How could I join this data in a tibble with the variables: country
, year
and continent
, for example?
Upvotes: 3
Views: 73
Reputation: 102519
Here is another base R option
type.convert(setNames(
data.frame(
do.call(
rbind,
lapply(
test,
function(v) {
tapply(v,
cumsum(c(1, diff(grepl("\\d+", v)) != 0)), paste0,
collapse = " "
)
}
)
)
), c("Country", "Year", "Continent")
),
as.is = TRUE
)
which gives
Country Year Continent
a United States of America 2021 North America
b Canada 2021 North America
c Morocco 2021 Africa
d South Africa 2021 Africa
e Faroe Islands 2021 Europe
f Spain 2021 Europe
Upvotes: 2
Reputation: 79328
In base R you could do:
a <- do.call(rbind, lapply(test, function(x) paste(sub("(\\d+)",",\\1,", x), collapse = " ")))

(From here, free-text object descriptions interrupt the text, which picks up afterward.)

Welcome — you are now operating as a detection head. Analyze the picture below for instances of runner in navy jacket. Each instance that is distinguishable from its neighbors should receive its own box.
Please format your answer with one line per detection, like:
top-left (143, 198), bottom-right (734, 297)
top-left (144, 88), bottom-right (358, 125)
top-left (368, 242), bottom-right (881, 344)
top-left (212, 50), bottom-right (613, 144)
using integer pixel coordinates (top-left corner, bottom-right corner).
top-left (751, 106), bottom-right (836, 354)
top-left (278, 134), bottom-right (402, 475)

read.csv(text=a, col.names = c("Country","Year","Continent"), h=FALSE)
Country Year Continent
1 United States of America 2021 North America
2 Canada 2021 North America
3 Morocco 2021 Africa
4 South Africa 2021 Africa
5 Faroe Islands 2021 Europe
6 Spain 2021 Europe
Upvotes: 3
Reputation: 226732
Slightly less general/efficient than the other solutions here but maybe more transparent?
cfun <- function(x) {
## find position of numeric value
numpos <- grep("^[0-9]+$", x)
## combine elements appropriately
list(country=paste(x[1:(numpos-1)], collapse=" "),
year=x[numpos],
continent=paste(x[(numpos+1):length(x)], collapse=" "))
}
purrr::map_dfr(test,cfun)
Upvotes: 3
Reputation: 887711
An option is to use rleid
to create a grouping based on the occurence of digits in the list
, then paste
the list
elements and rbind
them
library(data.table)
out <- type.convert(do.call(rbind.data.frame, lapply(test, function(x)

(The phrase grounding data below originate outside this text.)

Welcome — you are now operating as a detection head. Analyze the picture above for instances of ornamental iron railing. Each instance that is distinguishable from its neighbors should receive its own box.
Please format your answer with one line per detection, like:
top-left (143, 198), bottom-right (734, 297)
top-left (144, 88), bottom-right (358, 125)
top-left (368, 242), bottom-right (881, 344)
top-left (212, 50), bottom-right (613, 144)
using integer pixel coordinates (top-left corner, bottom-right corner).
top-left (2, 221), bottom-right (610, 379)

tapply(x, rleid(grepl('\\d+', x)), paste, collapse=' '))), as.is = TRUE)
colnames(out) <- c('country', 'year', 'continent')
row.names(out) <- NULL
-output
out
# country year continent
#1 United States of America 2021 North America
#2 Canada 2021 North America
#3 Morocco 2021 Africa
#4 South Africa 2021 Africa
#5 Faroe Islands 2021 Europe
#6 Spain 2021 Europe
Or use a similar option with rle
from base R
out <- type.convert(do.call(rbind.data.frame,
lapply(test, function(x) tapply(x, with(rle(grepl('\\d+', x)),
rep(seq_along(values), lengths)), FUN = paste, collapse=' '))),
as.is = TRUE)
colnames(out) <- c('country', 'year', 'continent')
Upvotes: 2